Li et al. demonstrated bidirectional communication between tumor and liver stromal cells through miRNA-loaded extracellular vesicles, providing the basis for delivering miRNAs as a novel approach to increase antitumor effects [135]. They first found that CCA cells downregulated the expression of miR-195 in co-cultured stromal cells, while miR-195-overexpressing stromal cells inhibited CCA cells’ growth, invasion, and migration. Extracellular vesicles loaded with miR-195 could inhibit CCA growth in vivo and in vitro. Of note, they showed that extracellular vesicles derived from stromal cells selectively accumulated in CCA but not in normal liver parenchyma in vivo [135]. Enhanced permeability and retention effects might contribute to this phenotype [136]. However, further studies on the specific tropism for these extracellular vesicles toward CCA cells are warranted. The study by Li et al. contributed to the current knowledge of intercellular communications between CCA and microenvironment, suggesting a potential therapeutic role of miR-195 mimics in CCA. Xie et al. developed cholesterol-modified polymeric C-X-C receptor type 4 (CXCR4) antagonist (PCX) nanoparticles, with codelivery of anti-miR-210 to cooperatively exert antitumor activity in CCA [137]. Inhibition of CXCR4 signaling decreases CCA cells migration and invasion [138,139]. As mentioned in Section 2.11, miR-210, which is induced by hypoxia, exerts oncogenic activity to promote CCA growth. PCX/anti-miR-210 nanoparticles induced apoptosis of CCA cells and sensitized CCA cells to combination chemotherapy with gemcitabine/cisplatin. The antitumor effect was also demonstrated in a CCA xenograft model. The results showed that an innovative nanotherapeutic approach that combined inhibition of CXCR4 and miR-210 could efficiently kill CCA cells through the induction of apoptosis [137].

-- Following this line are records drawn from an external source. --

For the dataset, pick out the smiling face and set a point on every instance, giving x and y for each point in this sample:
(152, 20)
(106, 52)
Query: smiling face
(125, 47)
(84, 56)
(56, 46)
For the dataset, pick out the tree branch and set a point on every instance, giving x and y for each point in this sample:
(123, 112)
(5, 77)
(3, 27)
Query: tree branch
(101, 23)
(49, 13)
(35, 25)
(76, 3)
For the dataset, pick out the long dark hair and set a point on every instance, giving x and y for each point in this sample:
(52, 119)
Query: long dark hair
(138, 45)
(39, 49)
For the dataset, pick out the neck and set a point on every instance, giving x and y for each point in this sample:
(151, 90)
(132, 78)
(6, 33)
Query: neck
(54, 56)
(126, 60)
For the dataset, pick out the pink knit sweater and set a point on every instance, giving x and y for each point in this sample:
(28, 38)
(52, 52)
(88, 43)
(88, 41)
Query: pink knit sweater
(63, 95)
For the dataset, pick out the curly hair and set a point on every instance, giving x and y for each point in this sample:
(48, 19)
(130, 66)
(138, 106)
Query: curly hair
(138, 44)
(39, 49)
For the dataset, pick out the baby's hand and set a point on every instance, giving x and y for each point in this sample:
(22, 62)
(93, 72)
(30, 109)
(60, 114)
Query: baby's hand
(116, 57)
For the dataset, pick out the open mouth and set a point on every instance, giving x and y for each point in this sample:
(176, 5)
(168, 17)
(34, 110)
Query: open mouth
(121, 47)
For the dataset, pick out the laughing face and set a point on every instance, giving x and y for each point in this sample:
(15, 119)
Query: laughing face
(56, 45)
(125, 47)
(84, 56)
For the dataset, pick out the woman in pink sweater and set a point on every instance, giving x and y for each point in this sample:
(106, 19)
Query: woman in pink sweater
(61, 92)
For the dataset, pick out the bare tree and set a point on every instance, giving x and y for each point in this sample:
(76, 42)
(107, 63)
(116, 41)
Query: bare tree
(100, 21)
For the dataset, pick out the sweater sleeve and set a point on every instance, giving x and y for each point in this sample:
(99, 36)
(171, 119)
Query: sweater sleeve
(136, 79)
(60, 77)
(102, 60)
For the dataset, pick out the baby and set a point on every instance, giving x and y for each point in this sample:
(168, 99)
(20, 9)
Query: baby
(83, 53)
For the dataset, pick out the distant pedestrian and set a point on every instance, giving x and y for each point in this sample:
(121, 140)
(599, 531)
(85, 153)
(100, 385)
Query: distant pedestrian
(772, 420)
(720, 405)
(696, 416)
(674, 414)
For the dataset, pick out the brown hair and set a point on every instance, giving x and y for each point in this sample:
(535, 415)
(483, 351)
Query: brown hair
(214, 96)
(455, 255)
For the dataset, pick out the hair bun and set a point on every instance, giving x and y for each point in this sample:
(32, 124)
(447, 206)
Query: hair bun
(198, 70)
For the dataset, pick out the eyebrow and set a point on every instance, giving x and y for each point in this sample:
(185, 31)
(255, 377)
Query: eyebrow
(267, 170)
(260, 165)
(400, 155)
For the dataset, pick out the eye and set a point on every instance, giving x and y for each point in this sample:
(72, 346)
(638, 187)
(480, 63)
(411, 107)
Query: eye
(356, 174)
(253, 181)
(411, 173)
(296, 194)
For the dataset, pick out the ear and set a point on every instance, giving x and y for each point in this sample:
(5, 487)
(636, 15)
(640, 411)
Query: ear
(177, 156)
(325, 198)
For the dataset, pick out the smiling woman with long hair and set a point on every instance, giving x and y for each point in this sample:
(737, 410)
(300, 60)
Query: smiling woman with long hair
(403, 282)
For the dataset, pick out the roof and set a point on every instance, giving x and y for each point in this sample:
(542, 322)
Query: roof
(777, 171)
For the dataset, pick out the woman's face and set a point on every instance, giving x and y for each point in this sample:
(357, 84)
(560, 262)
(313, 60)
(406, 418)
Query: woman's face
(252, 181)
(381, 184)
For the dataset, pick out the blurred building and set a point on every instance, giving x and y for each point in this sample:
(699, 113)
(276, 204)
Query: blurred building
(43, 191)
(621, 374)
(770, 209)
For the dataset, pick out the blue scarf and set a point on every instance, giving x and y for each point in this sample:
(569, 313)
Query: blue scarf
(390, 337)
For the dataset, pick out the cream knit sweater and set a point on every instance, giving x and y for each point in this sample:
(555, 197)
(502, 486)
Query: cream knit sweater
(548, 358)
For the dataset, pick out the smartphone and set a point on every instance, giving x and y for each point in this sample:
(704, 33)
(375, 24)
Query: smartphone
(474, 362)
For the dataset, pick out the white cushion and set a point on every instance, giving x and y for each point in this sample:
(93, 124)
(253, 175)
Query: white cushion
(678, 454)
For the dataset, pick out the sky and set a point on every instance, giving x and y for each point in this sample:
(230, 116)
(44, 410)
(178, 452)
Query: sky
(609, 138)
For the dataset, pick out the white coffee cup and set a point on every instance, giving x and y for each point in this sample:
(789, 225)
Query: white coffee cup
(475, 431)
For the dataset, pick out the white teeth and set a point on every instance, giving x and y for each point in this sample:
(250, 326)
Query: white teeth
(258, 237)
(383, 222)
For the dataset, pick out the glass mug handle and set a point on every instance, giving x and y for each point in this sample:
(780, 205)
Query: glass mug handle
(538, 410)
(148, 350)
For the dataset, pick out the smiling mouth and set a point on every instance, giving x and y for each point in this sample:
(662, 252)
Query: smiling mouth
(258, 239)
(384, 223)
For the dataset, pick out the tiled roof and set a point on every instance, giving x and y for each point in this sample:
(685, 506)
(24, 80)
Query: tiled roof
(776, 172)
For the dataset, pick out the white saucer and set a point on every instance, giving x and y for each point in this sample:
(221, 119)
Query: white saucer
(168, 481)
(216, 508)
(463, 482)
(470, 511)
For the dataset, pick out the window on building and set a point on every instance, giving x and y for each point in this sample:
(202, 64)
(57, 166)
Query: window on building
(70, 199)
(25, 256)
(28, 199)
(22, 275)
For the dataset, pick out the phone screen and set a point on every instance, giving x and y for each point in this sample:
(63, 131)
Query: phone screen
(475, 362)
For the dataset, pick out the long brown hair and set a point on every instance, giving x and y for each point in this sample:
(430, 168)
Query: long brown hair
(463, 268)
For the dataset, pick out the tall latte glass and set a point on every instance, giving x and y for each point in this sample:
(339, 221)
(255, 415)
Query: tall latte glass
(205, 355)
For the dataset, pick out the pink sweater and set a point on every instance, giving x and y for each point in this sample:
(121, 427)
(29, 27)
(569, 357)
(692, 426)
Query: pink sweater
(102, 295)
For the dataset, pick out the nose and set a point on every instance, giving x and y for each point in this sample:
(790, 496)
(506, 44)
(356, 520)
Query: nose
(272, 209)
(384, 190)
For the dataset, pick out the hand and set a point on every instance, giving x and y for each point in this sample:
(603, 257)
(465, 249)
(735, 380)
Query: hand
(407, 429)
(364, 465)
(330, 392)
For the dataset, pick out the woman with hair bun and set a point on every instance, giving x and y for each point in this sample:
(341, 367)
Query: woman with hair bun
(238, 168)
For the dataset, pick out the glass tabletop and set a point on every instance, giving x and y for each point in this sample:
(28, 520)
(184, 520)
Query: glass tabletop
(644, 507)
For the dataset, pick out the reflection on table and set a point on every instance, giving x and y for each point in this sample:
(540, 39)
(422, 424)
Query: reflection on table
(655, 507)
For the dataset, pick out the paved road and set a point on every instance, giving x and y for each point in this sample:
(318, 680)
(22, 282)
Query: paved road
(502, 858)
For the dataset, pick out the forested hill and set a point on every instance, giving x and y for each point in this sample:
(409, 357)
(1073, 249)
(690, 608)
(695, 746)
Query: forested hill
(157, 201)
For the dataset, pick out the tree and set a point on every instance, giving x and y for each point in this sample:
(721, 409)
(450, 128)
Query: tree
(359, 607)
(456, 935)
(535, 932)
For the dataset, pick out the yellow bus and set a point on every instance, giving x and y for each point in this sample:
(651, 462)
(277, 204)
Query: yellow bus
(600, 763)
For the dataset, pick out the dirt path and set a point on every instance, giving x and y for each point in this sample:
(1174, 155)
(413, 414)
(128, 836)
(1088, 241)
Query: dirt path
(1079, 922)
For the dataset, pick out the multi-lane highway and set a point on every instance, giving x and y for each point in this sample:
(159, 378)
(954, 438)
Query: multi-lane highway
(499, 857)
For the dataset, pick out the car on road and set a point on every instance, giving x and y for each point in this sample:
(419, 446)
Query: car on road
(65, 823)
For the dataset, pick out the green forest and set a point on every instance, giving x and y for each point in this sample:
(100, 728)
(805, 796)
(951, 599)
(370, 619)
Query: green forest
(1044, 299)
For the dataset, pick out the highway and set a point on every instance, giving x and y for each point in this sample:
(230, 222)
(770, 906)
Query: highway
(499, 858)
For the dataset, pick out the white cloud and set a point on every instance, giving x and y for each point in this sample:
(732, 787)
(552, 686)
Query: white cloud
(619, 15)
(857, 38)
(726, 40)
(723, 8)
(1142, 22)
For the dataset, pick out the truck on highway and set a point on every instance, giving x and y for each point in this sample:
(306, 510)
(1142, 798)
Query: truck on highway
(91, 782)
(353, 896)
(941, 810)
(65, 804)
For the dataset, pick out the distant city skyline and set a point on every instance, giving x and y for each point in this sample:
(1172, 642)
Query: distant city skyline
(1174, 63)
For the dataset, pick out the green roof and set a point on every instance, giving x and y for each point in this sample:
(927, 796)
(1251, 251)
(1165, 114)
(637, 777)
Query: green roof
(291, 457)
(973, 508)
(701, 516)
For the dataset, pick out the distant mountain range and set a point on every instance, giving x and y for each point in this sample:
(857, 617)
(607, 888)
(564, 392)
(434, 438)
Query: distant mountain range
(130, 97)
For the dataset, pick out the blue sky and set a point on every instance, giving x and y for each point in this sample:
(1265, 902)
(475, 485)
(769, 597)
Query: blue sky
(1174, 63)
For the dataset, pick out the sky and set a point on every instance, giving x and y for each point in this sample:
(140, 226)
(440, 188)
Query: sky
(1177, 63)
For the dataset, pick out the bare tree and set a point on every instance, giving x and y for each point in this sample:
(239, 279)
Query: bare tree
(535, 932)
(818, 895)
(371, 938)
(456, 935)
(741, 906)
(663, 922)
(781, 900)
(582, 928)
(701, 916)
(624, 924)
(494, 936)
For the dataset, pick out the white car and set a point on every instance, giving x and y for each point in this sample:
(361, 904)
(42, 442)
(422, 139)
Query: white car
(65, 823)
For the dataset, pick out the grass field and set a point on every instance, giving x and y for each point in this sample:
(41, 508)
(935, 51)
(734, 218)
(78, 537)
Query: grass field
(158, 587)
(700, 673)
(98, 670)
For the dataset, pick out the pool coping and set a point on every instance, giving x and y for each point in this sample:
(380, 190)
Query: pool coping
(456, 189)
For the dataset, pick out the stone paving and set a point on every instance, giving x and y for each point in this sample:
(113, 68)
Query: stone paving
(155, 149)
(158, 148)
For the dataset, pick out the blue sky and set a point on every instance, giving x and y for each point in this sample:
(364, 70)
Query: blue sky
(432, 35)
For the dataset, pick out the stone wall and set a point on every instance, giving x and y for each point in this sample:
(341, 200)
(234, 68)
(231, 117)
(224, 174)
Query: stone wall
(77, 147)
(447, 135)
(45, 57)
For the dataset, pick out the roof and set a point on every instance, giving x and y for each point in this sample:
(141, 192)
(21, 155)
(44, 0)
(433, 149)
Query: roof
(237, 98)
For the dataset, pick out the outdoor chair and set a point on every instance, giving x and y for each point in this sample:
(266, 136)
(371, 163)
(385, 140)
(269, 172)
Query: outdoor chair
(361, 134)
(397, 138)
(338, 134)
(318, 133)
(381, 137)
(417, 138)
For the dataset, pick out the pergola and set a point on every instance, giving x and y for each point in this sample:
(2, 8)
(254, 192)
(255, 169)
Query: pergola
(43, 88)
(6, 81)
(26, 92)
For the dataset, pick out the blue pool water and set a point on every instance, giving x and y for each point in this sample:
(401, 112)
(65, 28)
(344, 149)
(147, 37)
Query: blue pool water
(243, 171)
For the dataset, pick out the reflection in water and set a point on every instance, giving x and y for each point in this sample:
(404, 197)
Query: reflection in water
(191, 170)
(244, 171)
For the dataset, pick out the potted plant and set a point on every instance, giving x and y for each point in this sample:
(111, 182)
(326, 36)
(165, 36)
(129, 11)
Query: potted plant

As gemcitabine is an active chemotherapy agent for CCA, a combination of gemcitabine and miRNAs to create a synergistic antitumor effect could be a potential therapeutic approach. However, the efficacy and biosafety for systemic administration remain major concerns that may delay the further clinical application. Zhang et al. assembled amphiphilic gemcitabine‒oleic acid prodrugs (GOA) binding miRNAs with hydrogen bonds into nanoparticles to form GOA/miR nanoparticles [140]. They demonstrated that GOA/miR-122 nanoparticles accumulated significantly in tumors and inhibited tumor growth in vivo, without inducing significant inflammation or the alteration of biochemical indicators, indicating their efficacy and biosafety using negatively charged GOA/miR nanoparticles. However, owing to the cancer model in this study being hepatocellular carcinoma [140], the function and biosafety of the noncationic GOA/miR nanoparticles in CCA warrant further research.

6. Conclusions

An increasing number of miRNAs have been identified as involved in chemoresistance or targeted drug resistance in CCA. As summarized in the present review, several miRNAs play a significant role in modulating drug response to gemcitabine, cisplatin, and 5-FU, by targeting specific genes that have been shown to exhibit an oncogenic or tumor-suppressive function in other cancer types. A variety of studies demonstrated that counterexpression of miRNAs in resistant cells could resensitize these cells to chemotherapeutic or targeted agents, supporting the potential of miRNAs as an adjunct to traditional anticancer treatment, to enhance cancer cell killing activity. However, it is still a challenge to implement miRNA-based therapeutics in patients. As several targeted therapies might change the treatment paradigm in at least a minority of patients with CCA [116], further studies will continue to shed light on potential miRNA targets involved in targeted drug resistance. To promote miRNA-based therapeutics that surmount drug resistance or enhance antitumor effects in CCA, future studies should focus on nanomedicine to facilitate the synergistic delivery of chemotherapy and miRNAs.